The inspector general last week issued an interim report that sparked national outrage by finding a systemic problem nationwide in scheduling veterans for healthcare in a timely manner, including instances of VA staff falsifying records to cover up long waits. A final report is expected in August.
The VA has been conducting a separate audit of scheduling practices of VA facilities. The preliminary results, released May 30 after VA Secretary Eric K. Shinseki resigned, found that 13% of the scheduling staffers received instructions to enter a date different from the one requested by the patient. In some cases, “pressures were placed on schedulers to utilize inappropriate practices in order to make waiting times appear more favorable,” the audit found.
Rep. Joaquin Castro, one of the three congressmen who met with Gibson on Friday, said in an interview that the acting secretary made it clear he is “serious about reforming the culture at the VA” and holding employees accountable for their actions.
Castro, a Democrat, said that he told Gibson he should be “very demanding of Congress and be clear about what they need to do their job,” saying that “part of the reason that some of these employee were gaming the scheduling system is because they feel overwhelmed.”
Rep. Pete Gallego, a Democrat who also met with Gibson, said in a statement that he made it known he was angry “that there are still improvements needed in getting veterans access to care.”

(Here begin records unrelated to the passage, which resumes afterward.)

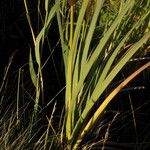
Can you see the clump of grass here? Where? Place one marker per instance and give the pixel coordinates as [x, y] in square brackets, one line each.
[97, 41]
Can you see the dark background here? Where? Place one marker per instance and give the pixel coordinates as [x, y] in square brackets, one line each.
[15, 37]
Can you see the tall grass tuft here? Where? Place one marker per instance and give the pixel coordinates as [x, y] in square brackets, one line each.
[96, 53]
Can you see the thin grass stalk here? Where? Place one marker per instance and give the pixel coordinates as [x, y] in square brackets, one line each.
[71, 59]
[105, 103]
[86, 68]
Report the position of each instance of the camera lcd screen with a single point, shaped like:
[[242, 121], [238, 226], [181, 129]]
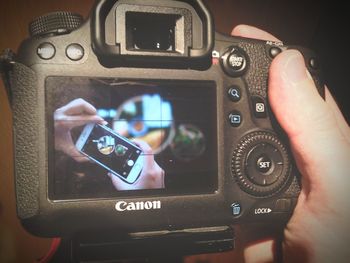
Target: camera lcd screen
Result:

Although the Phoenix VA, which Gibson visited Thursday, has been at the center of the scandal, veterans facilities in San Antonio, Austin and Waco are under investigation; a survey released this week said veterans have had to wait more than two months on average for mental health treatment at the El Paso VA and more than one-third never received the care.
Kansas lawmakers complained Friday that VA officials haven’t answered their questions about reports of unauthorized waiting lists at the Wichita VA.
“We now have more questions than answers regarding the scheduling practices used behind closed doors at the Wichita VA facility,” said Rep. Tim Huelskamp (R-Kan.), who got some answers out of the VA but only after showing up unannounced at the facility Wednesday with a television crew.
In the meantime, veterans groups were waiting to review Senate VA reform legislation, which was still being drafted.
The legislation would allow veterans facing long waits at VA facilities to seek care from private doctors; expand the VA secretary's authority to fire or demote staffers for poor performance; establish 26 new VA health facilities in 18 states, including California; and provide $500 million to hire new VA doctors and nurses.
“In the current political environment, it’s nice to see the Congress come together on some form of compromise,” said Garry Augustine, executive director of the Disabled American Veterans' Washington office.
He added: “We hope that now that both the Congress and the president have committed to make positive change in the system, they will be willing to take a close look at what is needed in terms of resources and support for a system we believe has been underfunded for many years.”